Luckily, the neighbor is female, fairly attractive and of uncertain marital status, so I decide to cut my losses and strike up a conversation with her.

I take stock of the evidence in front of me and decide to show her that I am a socially aware individual who appreciates all types of humanity.

“So, your roommate’s gay, huh?”

She immediately gasps. “What! No, he’s not.”

“He’s not?” I react with a more reserved expression of shock. “Are you sure?”

“What makes you think he’s gay?” she asks.

Having lost my chance to be the sensitive, understanding type, I proceed to give her a list of the more obvious factors – the pink shirt, the plentitude of young female friends, his unparalleled vocation with the fondue set.

However, she remains unconvinced.

“So, he’s fashionable and has girls as friends. Don’t you have any girls as friends?”

“Yeah, but I don’t tell them they look fabulous.”

“You just complimented me on my shoes matching my shirt,” she says.

I let out a heavy sigh. All is lost now. My only hope is that she digs brutal honesty.

“Look. That’s like the only thing I know about girls,” I say. “Your shoes always match some other part of your clothing. So, I find that part, compliment you, and hope you find me charming enough to take to bed.”

She considers this.

“That’s not a very good plan.”

“I am aware of that.”

“Does it ever work?” she asks.

“Quite rarely.”

“I would imagine never.”

“You have a very good imagination,” I concede.

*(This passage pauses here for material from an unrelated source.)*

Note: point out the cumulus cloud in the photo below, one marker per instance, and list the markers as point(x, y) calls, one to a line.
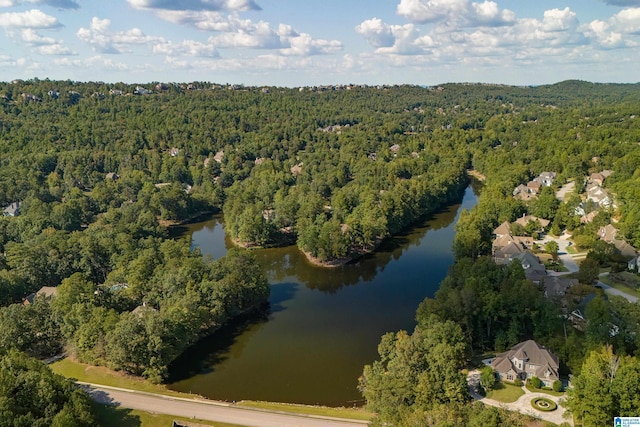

The two of us stand silent for a moment. She rattles the ice at the bottom of her glass, clears her throat and exits the kitchenette without even offering me a token salutation.

Meanwhile, the girls in the other room giggle when some guy out of an Abercrombie & Fitch catalogue belches, and I am left to ponder what may have been had I decided to ask about the painting on the wall instead of her roommate’s sexual preference.